Of those hopping on board, Coun. Bill Sarai said nine out of 10 passengers on Tuesday were wearing masks and a bus driver told KTW about 95 per cent of passengers are adhering to the new mandate.
Arnie Kidner, a BC Transit bus driver, said passengers don’t tend to obey no-smoking signs at transit exchanges, but most are wearing masks. Kidner said he has not run into, nor heard of, onboard conflicts related to the new mask mandate.
Part of that is likely due to drivers not enforcing mask-wearing for security reasons.
If someone walks onto a bus without a mask, drivers say nothing. Still, even without enforcement, most passengers are complying when asked via BC Transit’s education campaign.

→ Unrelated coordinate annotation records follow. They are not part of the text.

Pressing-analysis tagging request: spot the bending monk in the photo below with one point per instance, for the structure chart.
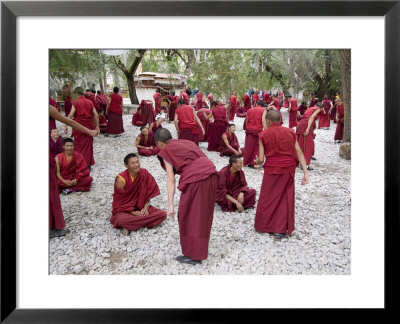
(133, 190)
(275, 209)
(233, 192)
(72, 171)
(198, 184)
(145, 142)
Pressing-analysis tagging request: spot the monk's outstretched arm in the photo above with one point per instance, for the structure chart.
(170, 188)
(302, 160)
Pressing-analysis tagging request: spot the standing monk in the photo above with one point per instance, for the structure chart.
(114, 110)
(84, 113)
(305, 132)
(324, 118)
(339, 121)
(230, 144)
(218, 127)
(254, 126)
(186, 122)
(233, 192)
(292, 109)
(133, 189)
(157, 101)
(72, 171)
(198, 184)
(145, 142)
(233, 103)
(275, 209)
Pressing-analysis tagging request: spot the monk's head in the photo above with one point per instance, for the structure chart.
(162, 137)
(236, 163)
(144, 130)
(231, 128)
(54, 134)
(132, 163)
(272, 117)
(68, 145)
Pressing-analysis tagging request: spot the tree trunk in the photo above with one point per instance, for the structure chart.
(345, 68)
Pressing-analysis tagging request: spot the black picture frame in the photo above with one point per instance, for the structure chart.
(11, 10)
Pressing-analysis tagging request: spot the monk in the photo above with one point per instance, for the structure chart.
(230, 144)
(324, 118)
(339, 121)
(305, 132)
(275, 209)
(133, 189)
(198, 184)
(56, 217)
(246, 102)
(233, 104)
(292, 109)
(145, 142)
(172, 101)
(102, 122)
(203, 113)
(254, 126)
(233, 192)
(137, 118)
(114, 112)
(101, 100)
(84, 113)
(72, 171)
(218, 127)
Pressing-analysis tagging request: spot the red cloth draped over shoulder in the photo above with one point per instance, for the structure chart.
(115, 105)
(280, 153)
(135, 194)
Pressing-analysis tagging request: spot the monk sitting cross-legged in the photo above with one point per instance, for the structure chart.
(145, 142)
(133, 190)
(72, 171)
(233, 192)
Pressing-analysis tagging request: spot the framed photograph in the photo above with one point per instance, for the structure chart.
(29, 29)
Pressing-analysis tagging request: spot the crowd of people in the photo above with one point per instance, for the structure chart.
(268, 144)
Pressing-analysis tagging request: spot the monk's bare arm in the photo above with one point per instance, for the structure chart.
(302, 160)
(170, 188)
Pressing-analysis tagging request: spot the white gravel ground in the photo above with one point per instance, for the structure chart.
(320, 244)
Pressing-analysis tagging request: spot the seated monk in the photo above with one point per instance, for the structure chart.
(133, 190)
(137, 118)
(145, 142)
(72, 171)
(230, 144)
(233, 192)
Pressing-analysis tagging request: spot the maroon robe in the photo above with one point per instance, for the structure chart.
(137, 119)
(306, 143)
(324, 117)
(232, 110)
(217, 128)
(56, 217)
(275, 209)
(150, 142)
(233, 185)
(187, 124)
(233, 141)
(198, 184)
(253, 128)
(83, 142)
(340, 123)
(293, 113)
(77, 169)
(157, 100)
(204, 123)
(148, 113)
(133, 198)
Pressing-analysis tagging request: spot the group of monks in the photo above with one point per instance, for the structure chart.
(268, 144)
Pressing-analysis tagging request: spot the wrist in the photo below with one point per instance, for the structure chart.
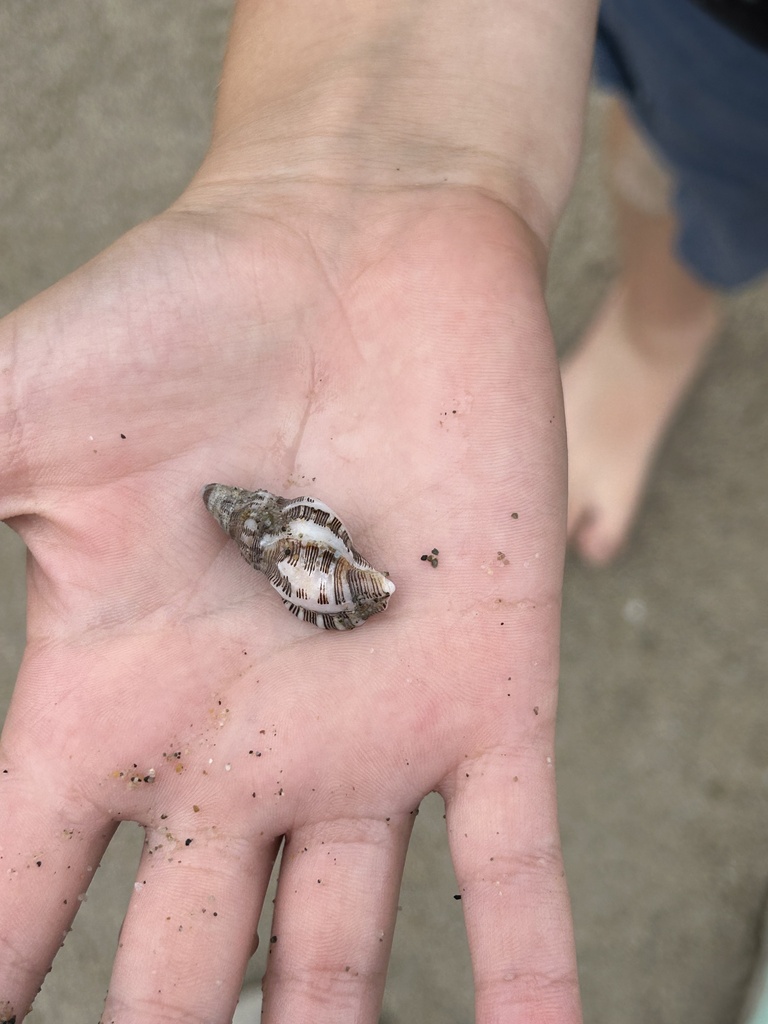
(403, 96)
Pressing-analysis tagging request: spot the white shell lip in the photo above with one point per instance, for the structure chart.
(304, 550)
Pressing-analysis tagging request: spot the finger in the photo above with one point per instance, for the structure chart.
(47, 860)
(335, 912)
(189, 928)
(502, 822)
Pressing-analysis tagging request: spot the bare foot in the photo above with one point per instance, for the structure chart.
(622, 386)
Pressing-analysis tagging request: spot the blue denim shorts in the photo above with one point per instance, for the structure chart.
(699, 93)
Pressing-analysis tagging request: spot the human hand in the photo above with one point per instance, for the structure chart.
(410, 382)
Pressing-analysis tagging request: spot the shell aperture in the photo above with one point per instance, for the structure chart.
(304, 550)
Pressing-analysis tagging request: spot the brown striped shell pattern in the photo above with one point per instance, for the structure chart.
(304, 550)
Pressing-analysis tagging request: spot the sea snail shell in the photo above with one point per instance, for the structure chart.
(304, 550)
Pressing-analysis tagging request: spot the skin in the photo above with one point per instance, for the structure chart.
(626, 379)
(382, 343)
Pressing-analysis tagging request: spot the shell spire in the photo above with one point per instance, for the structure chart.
(304, 550)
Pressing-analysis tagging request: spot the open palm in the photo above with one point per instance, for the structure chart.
(410, 383)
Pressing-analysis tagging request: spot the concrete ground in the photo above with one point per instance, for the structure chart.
(104, 110)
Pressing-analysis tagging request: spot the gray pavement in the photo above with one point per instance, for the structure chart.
(663, 756)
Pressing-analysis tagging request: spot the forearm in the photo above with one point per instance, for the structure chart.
(487, 95)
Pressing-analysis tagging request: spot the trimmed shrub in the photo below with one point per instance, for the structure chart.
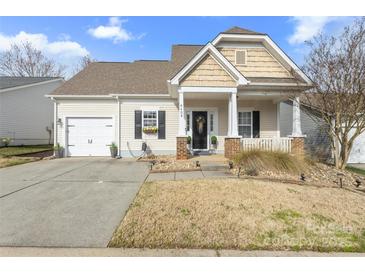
(276, 161)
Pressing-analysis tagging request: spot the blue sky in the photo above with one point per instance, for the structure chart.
(66, 39)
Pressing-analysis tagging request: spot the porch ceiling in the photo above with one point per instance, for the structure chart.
(206, 95)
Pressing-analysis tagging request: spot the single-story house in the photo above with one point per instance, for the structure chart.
(230, 88)
(25, 112)
(317, 141)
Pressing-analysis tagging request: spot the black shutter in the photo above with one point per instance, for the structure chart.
(138, 124)
(162, 124)
(256, 124)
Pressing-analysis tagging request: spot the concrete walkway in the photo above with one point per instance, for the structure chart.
(214, 169)
(70, 202)
(136, 252)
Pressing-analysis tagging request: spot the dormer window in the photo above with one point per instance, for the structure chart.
(241, 57)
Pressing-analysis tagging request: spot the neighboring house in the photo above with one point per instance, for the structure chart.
(25, 112)
(317, 141)
(230, 88)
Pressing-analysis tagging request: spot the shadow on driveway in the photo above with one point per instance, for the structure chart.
(72, 202)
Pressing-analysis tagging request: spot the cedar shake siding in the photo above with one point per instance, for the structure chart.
(208, 73)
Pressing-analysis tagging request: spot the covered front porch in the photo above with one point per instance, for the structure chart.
(227, 120)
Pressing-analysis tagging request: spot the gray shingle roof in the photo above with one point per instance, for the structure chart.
(10, 81)
(140, 77)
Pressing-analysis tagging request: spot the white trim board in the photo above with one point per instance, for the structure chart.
(32, 85)
(65, 125)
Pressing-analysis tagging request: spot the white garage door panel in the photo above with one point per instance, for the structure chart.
(357, 154)
(90, 136)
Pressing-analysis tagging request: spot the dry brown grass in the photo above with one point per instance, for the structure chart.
(243, 214)
(258, 160)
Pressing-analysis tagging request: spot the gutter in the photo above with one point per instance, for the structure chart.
(31, 85)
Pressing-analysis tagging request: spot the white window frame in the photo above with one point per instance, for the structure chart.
(238, 124)
(188, 121)
(235, 57)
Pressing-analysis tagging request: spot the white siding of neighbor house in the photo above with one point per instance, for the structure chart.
(268, 123)
(26, 112)
(132, 147)
(84, 108)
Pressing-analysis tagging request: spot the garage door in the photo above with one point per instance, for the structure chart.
(357, 154)
(89, 136)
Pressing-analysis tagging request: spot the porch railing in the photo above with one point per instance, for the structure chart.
(267, 144)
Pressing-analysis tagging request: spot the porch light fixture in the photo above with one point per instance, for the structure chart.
(302, 177)
(340, 178)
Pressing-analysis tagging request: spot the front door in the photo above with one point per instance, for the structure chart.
(200, 129)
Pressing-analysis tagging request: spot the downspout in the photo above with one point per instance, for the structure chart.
(55, 118)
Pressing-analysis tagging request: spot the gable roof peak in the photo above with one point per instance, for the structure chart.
(239, 30)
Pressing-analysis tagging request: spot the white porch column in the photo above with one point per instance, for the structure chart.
(234, 125)
(297, 128)
(229, 132)
(182, 123)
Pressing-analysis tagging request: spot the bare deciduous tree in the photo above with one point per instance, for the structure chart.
(336, 65)
(83, 63)
(24, 60)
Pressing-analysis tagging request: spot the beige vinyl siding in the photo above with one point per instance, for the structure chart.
(259, 63)
(26, 112)
(85, 108)
(208, 73)
(157, 146)
(109, 108)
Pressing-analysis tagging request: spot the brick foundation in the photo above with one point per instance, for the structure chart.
(232, 146)
(181, 148)
(297, 146)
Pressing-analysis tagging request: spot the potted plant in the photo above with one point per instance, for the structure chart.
(58, 149)
(189, 140)
(213, 141)
(150, 130)
(113, 150)
(6, 141)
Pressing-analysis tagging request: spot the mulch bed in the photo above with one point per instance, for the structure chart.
(174, 170)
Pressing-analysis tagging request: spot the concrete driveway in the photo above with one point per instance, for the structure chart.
(73, 202)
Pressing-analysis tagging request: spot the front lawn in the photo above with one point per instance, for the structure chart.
(243, 214)
(12, 161)
(19, 150)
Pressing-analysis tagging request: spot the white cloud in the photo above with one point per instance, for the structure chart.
(60, 48)
(308, 26)
(114, 30)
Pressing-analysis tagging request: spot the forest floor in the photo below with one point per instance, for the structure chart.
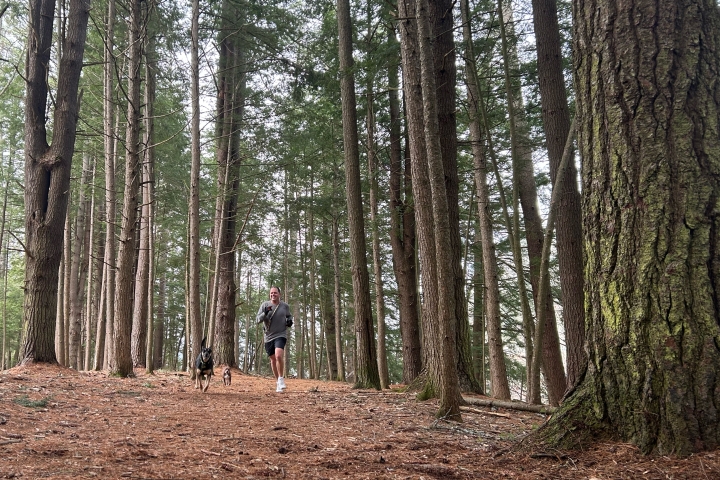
(59, 423)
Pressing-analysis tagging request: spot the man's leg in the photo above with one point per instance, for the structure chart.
(274, 366)
(280, 362)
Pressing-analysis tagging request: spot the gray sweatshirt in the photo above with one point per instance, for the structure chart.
(274, 322)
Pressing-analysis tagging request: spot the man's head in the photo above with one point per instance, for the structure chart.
(274, 294)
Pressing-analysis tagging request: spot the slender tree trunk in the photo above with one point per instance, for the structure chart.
(445, 343)
(122, 364)
(421, 193)
(443, 26)
(327, 310)
(76, 285)
(366, 375)
(62, 304)
(232, 95)
(336, 299)
(498, 371)
(402, 234)
(524, 182)
(149, 197)
(110, 193)
(556, 122)
(377, 266)
(194, 307)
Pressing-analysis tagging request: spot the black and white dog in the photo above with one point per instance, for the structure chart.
(204, 367)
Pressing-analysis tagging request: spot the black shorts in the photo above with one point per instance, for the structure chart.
(273, 344)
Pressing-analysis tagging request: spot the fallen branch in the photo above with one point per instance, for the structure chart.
(484, 412)
(5, 442)
(526, 407)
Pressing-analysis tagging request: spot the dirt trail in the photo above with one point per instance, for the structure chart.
(58, 423)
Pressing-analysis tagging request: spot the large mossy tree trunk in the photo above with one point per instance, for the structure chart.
(47, 168)
(649, 112)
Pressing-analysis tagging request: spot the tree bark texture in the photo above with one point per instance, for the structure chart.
(412, 88)
(366, 374)
(441, 13)
(556, 122)
(649, 117)
(232, 85)
(47, 169)
(122, 364)
(402, 234)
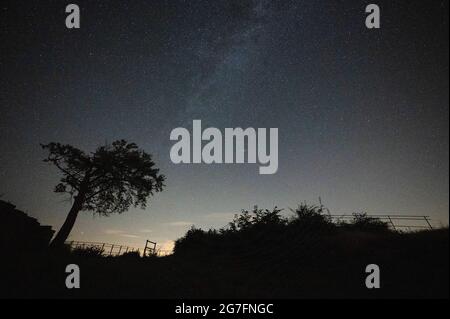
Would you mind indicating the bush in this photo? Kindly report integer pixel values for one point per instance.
(88, 252)
(310, 217)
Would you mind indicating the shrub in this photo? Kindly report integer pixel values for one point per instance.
(310, 217)
(363, 222)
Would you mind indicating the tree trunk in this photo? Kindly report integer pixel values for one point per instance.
(66, 228)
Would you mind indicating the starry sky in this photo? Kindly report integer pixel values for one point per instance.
(362, 114)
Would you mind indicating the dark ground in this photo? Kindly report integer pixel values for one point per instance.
(412, 266)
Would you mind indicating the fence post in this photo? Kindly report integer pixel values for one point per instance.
(392, 223)
(428, 222)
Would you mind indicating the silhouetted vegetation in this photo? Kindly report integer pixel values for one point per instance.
(260, 253)
(107, 181)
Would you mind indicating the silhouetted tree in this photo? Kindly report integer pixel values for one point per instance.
(107, 181)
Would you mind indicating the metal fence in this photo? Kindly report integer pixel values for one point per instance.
(108, 249)
(105, 249)
(395, 222)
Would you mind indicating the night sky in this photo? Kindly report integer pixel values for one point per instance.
(362, 114)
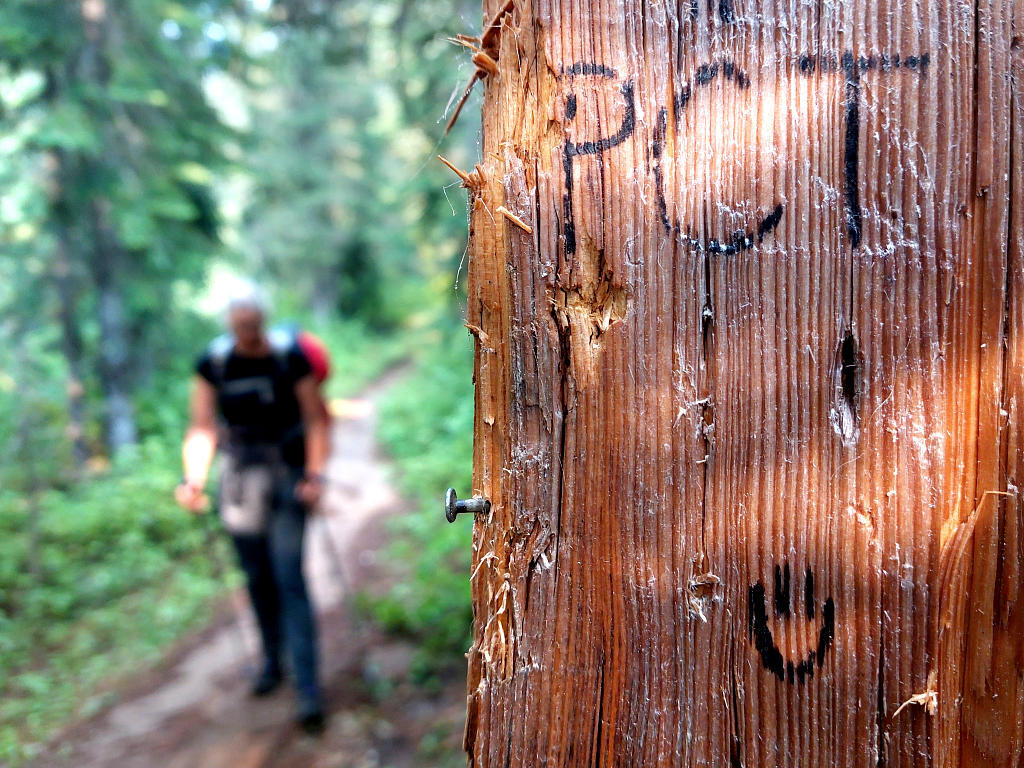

“It’s been nice because people are actually paying attention to it [mask requirement],” Kidner said.
Most of the passengers spotted on Tuesday appeared to be wearing face coverings and passengers who spoke to KTW reported feeling safe on board city buses as a result.
“I feel very safe,” Deneault said.
“When people follow the rules and wear masks, it makes me a lot more comfortable, right? Because you don’t know who’s sitting behind you or sitting beside you.”
Veerbal Brar, 24, rides the bus every day. Of those who aren’t adhering, she pointed to youngsters.
Meanwhile, 36-year-old Travis Nolt is exempt from wearing a mask, due to a respiratory condition.
He was wearing one on Tuesday, however, and suggested BC Transit provide those who are exempt from wearing a face covering with an identification card, as has been done by TransLink in the Lower Mainland.
Sarai said some passengers have expressed anxiety about those who take off their masks once they have taken their seat.
“Keep your mask on during the ride,” Sarai said. “Not only for yourself, but for your fellow passengers.”
BC Transit has not given drivers masks to provide to passengers who have forgotten face coverings and councillors on Tuesday handed extra masks to bus drivers to give out to passengers.